Fatiga Crónica: tratamiento

Fatiga Crónica: tratamiento

Aunque aún hay disparidad de opiniones dentro de la comunidad médica, lo cierto es que cada vez se está más de acuerdo con que la fatiga crónica es una enfermedad neurológica que debe tener reconocimiento.


Su prevalencia en todo el mundo alcanza los 17 millones de personas. Eso sí, es en ancianos donde demuestra tener una mayor presencia. En muchos casos, la fatiga crónica se achaca a cuestiones de edad, pero lo cierto es que las personas mayores sanas pueden seguir llevando un estilo de vida activo sin ningún problema.

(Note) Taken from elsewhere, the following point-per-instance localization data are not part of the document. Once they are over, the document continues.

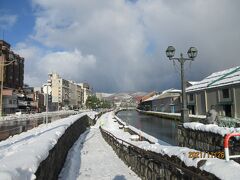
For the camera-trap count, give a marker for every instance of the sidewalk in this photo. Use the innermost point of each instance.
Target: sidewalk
(92, 158)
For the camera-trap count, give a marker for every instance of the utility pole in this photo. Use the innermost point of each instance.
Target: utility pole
(192, 53)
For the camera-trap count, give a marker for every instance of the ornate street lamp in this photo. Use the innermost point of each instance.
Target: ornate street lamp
(192, 53)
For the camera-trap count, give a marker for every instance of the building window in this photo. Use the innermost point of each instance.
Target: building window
(225, 93)
(190, 97)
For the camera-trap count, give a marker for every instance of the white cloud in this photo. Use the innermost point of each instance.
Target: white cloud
(70, 64)
(124, 43)
(7, 20)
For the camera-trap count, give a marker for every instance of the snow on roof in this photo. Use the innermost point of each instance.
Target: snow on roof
(193, 82)
(21, 154)
(210, 128)
(172, 90)
(167, 93)
(217, 79)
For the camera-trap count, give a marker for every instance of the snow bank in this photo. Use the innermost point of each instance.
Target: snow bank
(219, 167)
(21, 154)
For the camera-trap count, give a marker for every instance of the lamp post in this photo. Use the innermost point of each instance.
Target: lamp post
(192, 53)
(2, 65)
(49, 83)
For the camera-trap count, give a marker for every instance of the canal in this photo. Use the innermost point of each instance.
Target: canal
(163, 129)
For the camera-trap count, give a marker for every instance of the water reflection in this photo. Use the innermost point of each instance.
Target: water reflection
(163, 129)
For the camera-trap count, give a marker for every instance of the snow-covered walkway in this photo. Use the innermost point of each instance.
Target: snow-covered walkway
(92, 158)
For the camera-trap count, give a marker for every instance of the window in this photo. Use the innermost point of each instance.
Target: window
(225, 93)
(190, 97)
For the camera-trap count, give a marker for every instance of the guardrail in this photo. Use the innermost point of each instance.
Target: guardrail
(161, 160)
(226, 146)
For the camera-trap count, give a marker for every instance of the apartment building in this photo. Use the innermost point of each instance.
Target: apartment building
(13, 75)
(66, 93)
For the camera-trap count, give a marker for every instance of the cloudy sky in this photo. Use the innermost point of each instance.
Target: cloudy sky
(119, 45)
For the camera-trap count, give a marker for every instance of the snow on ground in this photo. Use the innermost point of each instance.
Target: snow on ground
(21, 154)
(219, 167)
(21, 117)
(210, 128)
(92, 158)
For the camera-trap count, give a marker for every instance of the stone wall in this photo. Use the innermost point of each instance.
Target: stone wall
(52, 165)
(152, 165)
(205, 141)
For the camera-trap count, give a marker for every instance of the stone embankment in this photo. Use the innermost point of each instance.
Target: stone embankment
(152, 165)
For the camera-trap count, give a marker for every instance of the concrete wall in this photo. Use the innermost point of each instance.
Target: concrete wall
(52, 165)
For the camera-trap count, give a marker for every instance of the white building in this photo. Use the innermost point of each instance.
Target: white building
(67, 94)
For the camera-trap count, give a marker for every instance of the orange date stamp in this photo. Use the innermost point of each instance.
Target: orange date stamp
(199, 154)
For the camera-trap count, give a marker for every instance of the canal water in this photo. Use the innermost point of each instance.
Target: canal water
(163, 129)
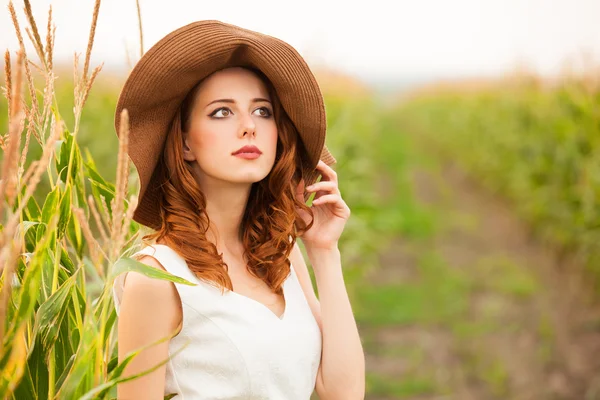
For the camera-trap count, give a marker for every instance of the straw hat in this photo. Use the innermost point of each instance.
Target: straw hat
(160, 80)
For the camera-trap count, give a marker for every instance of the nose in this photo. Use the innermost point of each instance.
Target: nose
(247, 126)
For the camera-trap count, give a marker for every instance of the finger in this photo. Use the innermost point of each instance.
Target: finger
(325, 186)
(329, 199)
(328, 173)
(300, 191)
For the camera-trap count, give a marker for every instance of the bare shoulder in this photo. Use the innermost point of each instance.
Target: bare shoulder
(150, 310)
(297, 260)
(154, 297)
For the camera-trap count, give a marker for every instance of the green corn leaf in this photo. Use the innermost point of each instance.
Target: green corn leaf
(49, 317)
(65, 211)
(127, 264)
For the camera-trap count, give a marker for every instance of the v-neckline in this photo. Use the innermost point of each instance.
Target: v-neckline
(249, 299)
(285, 299)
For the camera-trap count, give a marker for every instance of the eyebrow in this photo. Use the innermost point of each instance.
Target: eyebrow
(255, 100)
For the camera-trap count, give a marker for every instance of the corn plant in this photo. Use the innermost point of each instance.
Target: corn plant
(57, 319)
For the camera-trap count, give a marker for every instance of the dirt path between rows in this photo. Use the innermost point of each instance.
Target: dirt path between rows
(512, 342)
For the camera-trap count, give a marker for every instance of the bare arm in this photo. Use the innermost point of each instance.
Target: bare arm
(150, 310)
(342, 371)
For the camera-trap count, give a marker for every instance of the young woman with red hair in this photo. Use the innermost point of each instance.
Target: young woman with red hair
(228, 137)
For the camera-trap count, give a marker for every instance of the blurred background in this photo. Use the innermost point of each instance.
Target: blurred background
(467, 135)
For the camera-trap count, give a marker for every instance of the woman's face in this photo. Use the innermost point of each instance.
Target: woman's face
(232, 109)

Por ello, conviene tener presentes todas las características de esta enfermedad para saber si se está ante un caso de fatiga crónica.

Preguntas claves para conocer si existe fatiga crónica

Lo cierto es que no es nada sencillo diagnosticar los casos de fatiga crónica. Encontrar las causas fisiológicas que motivan la enfermedad aún no es posible, por lo que se debe llevar a cabo una profunda descripción de los síntomas para concluir que existe un cuadro que sea propio del síndrome.


Es evidente que también se deberán hacer pruebas físicas. Sin embargo, estas van más encaminadas a conseguir que se descarten otros problemas de salud que puedan estar causando la fatiga que el paciente sufre que a buscar las propias causas del síndrome.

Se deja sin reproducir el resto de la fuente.